Email Address Update Behavior
When sending emails from Content Builder or from a Send Email activity in an automation, the email address used to send an email to a Subscriber will not be updated based on the value of your email address field in your Data Extension. That’s because by default, this email address is only used when creating a new Subscriber record at send time.

Viewing Activities in an Automation

Once an automation has been activated in Automation Studio, it can’t be modified and activities can’t be viewed on the automation canvas without pausing the automation. And there are many scenarios when you would need to view an existing activity in an automation—perhaps you want to review SQL code in query activities or check an activities’ configuration.

Activities can be viewed without pausing an automation by identifying the activity name in the automation then opening the corresponding activity from the Activities page in Automation Studio, but I see most users opt to pause the automation and view the activities directly in the automation, out of convenience. The danger with this practice is that it’s all too easy to forget to re-activate the automation after viewing (or editing) activities. And I’ve seen entire cross-platform architecture processes stall or break due to users absentmindedly forgetting to reactivate automations after pausing them.

However inconvenient it may seem, you should only open active automations to review the activity names, then locate the corresponding activity on the Activities page, where you can safely view them without impacting active automations.

Contact Ejection in Journeys

When a Contact reaches an Email activity in a Journey, the platform evaluates whether the email should be sent to the Contact. And there are several scenarios why emails aren’t sent, which includes unsubscribes, List Detective related reasons, or the Subscriber is on a suppression list. But in all of these scenarios, the Contact is ejected from the journey.

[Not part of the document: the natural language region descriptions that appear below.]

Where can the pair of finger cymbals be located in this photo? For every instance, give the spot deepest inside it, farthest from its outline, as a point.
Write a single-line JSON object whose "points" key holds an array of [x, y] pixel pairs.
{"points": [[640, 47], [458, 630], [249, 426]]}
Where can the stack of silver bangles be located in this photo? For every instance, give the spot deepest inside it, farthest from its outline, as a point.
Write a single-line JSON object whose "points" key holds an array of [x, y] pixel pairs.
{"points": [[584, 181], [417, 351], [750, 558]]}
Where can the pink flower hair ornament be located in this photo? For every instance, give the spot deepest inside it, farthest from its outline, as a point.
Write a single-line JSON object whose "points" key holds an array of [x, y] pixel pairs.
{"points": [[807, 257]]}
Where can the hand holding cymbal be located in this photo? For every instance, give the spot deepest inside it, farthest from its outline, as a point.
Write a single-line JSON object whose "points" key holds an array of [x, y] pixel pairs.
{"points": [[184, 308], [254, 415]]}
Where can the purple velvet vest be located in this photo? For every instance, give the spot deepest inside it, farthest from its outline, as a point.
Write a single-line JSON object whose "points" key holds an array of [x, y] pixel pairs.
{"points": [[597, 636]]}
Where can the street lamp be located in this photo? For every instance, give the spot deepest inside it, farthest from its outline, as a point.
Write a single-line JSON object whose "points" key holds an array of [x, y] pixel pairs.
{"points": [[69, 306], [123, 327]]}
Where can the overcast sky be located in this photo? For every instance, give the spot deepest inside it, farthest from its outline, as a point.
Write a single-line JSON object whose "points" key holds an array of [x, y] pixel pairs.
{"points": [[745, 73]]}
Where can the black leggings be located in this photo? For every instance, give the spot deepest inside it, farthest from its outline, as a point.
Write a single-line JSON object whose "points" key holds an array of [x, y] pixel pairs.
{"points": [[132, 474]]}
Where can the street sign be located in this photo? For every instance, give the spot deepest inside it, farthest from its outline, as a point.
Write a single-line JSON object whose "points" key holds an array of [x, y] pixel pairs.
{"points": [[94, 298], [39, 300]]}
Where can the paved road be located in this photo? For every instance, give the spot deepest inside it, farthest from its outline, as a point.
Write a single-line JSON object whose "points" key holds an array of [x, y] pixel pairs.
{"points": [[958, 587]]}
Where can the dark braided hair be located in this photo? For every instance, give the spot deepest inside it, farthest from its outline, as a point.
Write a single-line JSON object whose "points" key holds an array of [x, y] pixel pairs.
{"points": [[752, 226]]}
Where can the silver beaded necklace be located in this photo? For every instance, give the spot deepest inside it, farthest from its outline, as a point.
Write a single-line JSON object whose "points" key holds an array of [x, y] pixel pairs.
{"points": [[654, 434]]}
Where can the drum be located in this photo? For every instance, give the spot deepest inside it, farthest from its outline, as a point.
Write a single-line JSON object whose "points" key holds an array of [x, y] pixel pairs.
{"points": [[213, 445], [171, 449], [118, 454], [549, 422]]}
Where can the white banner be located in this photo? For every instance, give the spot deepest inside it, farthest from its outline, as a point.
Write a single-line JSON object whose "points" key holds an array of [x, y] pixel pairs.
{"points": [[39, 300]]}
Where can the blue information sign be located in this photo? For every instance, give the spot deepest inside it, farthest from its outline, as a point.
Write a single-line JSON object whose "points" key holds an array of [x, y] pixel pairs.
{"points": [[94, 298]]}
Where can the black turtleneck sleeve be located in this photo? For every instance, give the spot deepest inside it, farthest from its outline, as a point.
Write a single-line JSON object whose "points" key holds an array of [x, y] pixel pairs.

This behavior can be validated by reviewing the Contact Details for an email activity, which provides details on ‘Hard Errors’. Then using the Health feature, you can search for individual Contacts to review the paths and activities they were routed through.

While this behavior might be unexpected, it’s clearly intentional. And because a Contact was ejected from the Journey, then any other activities won’t apply to the Contact, like Update Contact, or a different messaging activity (like Push Notification or SMS).

While there isn’t a perfect solution to this problem, if you have multiple messaging activities in your journey other than email, then you may want to create mini-journeys instead, with separate journeys for different messaging channels.